Lock in now at 4.29%, or 3.99% when it comes around again, if that suits, but don't be surprised when 'Briscoe's' comes along with a better offer - much better.

More likely the banks realised that super low interest rartes sent the wrong message that prices were falling so support was needed. It has had the opposite effect and only increased the house price worry. Cut prices on anything and the suggestion is an element of desperation.

Wolly Noland, top marks for creative thinking, but no marks for acumen.

ooooh, the Spruikers are name calling again - a---n---g---r---y

BLSH, insulting BigDaddy is way easier than coming back with sound counter arguments aye ;-)

Google "ad hominem"

Everyone already knows what that means.

Firstly, when BNZ first announced this rate they said it would be for a limited time and would end in early December. Seems they ended it slightly early, but the article here doesn't seem to acknowledge that it was always advertised as a limited offer, just like Kiwibank's offer a few months ago was.
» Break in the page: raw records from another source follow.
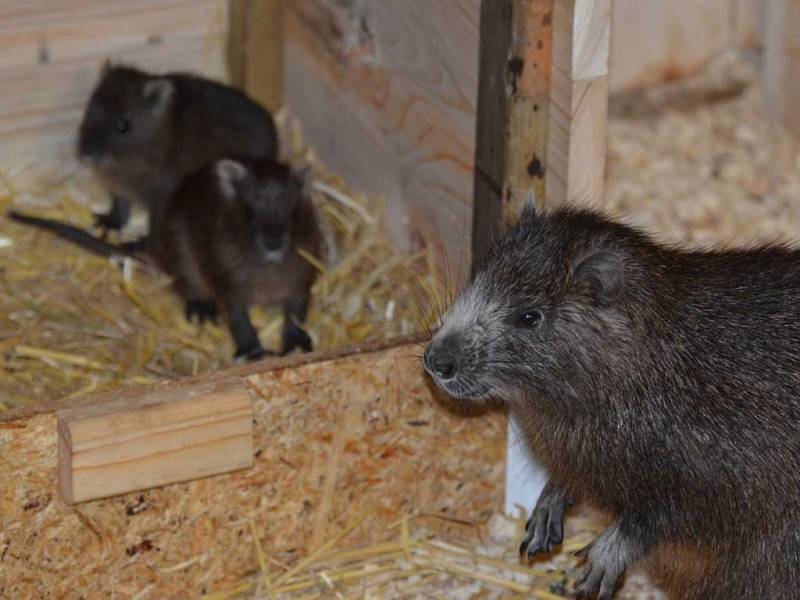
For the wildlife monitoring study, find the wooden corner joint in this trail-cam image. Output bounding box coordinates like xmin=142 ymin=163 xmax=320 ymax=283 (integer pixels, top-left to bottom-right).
xmin=56 ymin=378 xmax=253 ymax=504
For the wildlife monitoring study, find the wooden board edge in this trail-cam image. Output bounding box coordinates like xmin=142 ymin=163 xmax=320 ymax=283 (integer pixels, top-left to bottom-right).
xmin=0 ymin=334 xmax=428 ymax=425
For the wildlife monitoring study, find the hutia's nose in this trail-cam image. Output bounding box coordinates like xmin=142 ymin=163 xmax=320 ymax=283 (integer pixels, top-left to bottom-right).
xmin=264 ymin=237 xmax=283 ymax=251
xmin=425 ymin=344 xmax=458 ymax=381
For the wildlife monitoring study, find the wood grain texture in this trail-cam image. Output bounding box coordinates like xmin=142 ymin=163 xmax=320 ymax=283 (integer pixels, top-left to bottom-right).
xmin=731 ymin=0 xmax=770 ymax=49
xmin=764 ymin=0 xmax=800 ymax=134
xmin=56 ymin=379 xmax=253 ymax=504
xmin=610 ymin=0 xmax=736 ymax=92
xmin=0 ymin=344 xmax=505 ymax=598
xmin=545 ymin=0 xmax=611 ymax=206
xmin=285 ymin=0 xmax=479 ymax=281
xmin=0 ymin=0 xmax=227 ymax=177
xmin=228 ymin=0 xmax=285 ymax=112
xmin=472 ymin=0 xmax=553 ymax=270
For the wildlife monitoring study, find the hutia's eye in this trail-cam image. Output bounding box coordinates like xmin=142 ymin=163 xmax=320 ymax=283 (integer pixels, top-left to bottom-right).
xmin=519 ymin=310 xmax=542 ymax=329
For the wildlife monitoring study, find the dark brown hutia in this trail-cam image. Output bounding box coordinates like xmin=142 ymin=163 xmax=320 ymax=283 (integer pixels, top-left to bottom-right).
xmin=425 ymin=203 xmax=800 ymax=600
xmin=77 ymin=64 xmax=278 ymax=246
xmin=9 ymin=158 xmax=320 ymax=359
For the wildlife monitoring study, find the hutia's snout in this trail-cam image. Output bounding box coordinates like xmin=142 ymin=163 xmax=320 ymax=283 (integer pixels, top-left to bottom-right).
xmin=423 ymin=336 xmax=459 ymax=381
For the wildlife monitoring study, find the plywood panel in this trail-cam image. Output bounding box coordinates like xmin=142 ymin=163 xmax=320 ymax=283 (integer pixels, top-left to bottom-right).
xmin=285 ymin=0 xmax=480 ymax=284
xmin=0 ymin=0 xmax=227 ymax=178
xmin=610 ymin=0 xmax=733 ymax=91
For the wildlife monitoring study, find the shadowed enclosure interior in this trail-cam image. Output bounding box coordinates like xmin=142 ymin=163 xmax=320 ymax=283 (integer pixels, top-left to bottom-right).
xmin=0 ymin=0 xmax=800 ymax=598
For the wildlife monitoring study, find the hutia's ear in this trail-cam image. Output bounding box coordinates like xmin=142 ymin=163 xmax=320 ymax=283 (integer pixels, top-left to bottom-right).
xmin=574 ymin=250 xmax=625 ymax=306
xmin=214 ymin=158 xmax=247 ymax=200
xmin=142 ymin=77 xmax=175 ymax=115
Secondly, I have just over a million in mortgages with BNZ, I broke all of them and re-fixed on the 24 month rate - if it had only been for 12 months I probably wouldn't have bothered, but 24 months is worth it. After accounting for the early break fees, I'll be saving $10,000 in interest costs over 24 months (little bit of a fuzzy calculation as 2 of the fixed portions only had 12 months left each). I'm keeping repayments the same, so basically I've now got $10k in early repayments that I otherwise wouldn't have had.

Quite happy with how it all worked out, and I doubt rates will get much below 3.99% at any of the main banks in the next 24 months.

So I've just been offered 3.95% for one year fixed or 3.99% for two- thinking of locking in for two years? Thoughts? Seems logical and provides certainty if rates rise next year as some predict.